643. Maximum Average Subarray I
Given an array consisting of n integers, find the contiguous subarray of given length k that has the maximum average value. And you need to output the maximum average value.
Example 1: Input: [1,12,-5,-6,50,3], k = 4 Output: 12.75 Explanation: Maximum average is (12-5-6+50)/4 = 51/4 = 12.75 Note: 1 <= k <= n <= 30,000. Elements of the given array will be in the range [-10,000, 10,000].
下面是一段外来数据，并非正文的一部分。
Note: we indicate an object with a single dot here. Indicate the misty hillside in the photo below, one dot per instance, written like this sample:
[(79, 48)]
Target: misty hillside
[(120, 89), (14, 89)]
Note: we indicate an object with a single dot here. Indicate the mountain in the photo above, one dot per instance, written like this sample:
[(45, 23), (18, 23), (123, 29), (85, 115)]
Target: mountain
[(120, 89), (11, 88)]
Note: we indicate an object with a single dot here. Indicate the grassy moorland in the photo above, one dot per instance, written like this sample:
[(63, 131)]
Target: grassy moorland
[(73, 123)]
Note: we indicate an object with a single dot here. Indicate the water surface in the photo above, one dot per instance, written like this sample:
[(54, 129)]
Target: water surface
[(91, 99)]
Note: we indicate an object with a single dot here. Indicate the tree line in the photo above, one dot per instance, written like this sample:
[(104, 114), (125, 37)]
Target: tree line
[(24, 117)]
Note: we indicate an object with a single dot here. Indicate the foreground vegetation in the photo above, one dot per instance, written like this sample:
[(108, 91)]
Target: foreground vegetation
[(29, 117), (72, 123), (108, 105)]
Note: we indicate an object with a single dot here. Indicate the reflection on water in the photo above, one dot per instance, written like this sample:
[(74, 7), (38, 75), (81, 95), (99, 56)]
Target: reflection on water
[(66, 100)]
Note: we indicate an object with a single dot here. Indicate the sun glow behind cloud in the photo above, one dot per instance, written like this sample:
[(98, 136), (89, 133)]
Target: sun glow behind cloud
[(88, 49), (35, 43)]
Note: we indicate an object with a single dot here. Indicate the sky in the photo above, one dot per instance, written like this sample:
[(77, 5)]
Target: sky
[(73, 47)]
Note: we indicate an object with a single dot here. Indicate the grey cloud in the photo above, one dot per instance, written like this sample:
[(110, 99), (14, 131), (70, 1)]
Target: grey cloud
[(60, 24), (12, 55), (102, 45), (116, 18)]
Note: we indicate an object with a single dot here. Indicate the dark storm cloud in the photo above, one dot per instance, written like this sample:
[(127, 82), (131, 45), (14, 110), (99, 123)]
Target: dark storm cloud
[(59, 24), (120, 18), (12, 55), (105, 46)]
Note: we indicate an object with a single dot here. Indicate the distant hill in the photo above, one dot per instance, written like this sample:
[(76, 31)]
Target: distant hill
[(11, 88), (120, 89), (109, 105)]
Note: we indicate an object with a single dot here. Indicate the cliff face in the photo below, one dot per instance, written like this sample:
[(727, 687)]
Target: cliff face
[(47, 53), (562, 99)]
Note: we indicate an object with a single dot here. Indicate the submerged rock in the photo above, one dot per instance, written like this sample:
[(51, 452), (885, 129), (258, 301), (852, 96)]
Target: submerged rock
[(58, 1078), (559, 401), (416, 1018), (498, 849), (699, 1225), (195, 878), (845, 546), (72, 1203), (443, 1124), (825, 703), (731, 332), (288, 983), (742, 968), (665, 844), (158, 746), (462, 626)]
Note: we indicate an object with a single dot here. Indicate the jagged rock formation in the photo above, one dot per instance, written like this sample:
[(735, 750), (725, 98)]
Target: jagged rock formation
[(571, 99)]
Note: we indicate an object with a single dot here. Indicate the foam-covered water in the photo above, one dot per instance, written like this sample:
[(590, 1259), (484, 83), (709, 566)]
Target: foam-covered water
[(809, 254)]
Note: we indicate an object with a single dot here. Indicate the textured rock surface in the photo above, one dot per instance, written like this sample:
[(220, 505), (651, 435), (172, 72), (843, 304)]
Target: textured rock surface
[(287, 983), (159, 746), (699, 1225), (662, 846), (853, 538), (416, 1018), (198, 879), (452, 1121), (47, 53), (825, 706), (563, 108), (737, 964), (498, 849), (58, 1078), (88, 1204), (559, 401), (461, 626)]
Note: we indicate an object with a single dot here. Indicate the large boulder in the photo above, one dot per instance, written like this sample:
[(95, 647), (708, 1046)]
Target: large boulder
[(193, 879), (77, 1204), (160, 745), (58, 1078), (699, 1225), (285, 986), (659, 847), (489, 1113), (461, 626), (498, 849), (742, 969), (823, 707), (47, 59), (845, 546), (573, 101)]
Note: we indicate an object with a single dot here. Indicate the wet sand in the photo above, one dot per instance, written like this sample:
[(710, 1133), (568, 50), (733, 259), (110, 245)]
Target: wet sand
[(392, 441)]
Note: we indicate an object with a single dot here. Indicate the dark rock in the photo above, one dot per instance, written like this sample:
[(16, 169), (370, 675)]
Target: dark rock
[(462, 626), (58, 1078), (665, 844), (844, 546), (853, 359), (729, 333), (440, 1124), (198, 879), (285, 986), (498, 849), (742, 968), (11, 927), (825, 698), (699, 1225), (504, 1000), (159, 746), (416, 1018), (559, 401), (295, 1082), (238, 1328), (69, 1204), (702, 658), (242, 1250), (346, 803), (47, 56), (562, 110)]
//题意大致是:给定一个长度为n的数组以及k,求最大的连续子数组的平均值。
//(1)下面的代码思路是对的,但是运行数据很多的数组会超时,效率不高
class Solution {
public double findMaxAverage(int[] nums, int k) {
int len=nums.length;
int j=1;//用于刻度k的移动
double sum1=0;
for (int i =0; i < k; i++) {
sum1+=nums[i];
}
double value=sum1;
sum1=0;
while(k+j<=len) {
for (int i =j; i < k+j; i++) {
sum1+=nums[i];
}
value=Math.max(value,sum1);
sum1=0;
++j;
}
return value/k;
}
}
//(2)下面是(1)代码的简洁高效版
public class Solution {
public double findMaxAverage(int[] nums, int k) {
int[] sum = new int[nums.length];
sum[0] = nums[0];
for (int i = 1; i < nums.length; i++)
sum[i] = sum[i - 1] + nums[i];
double res = sum[k - 1] * 1.0 / k;
for (int i = k; i < nums.length; i++) {
res = Math.max(res, (sum[i] - sum[i - k]) * 1.0 / k);
}
return res;
}
}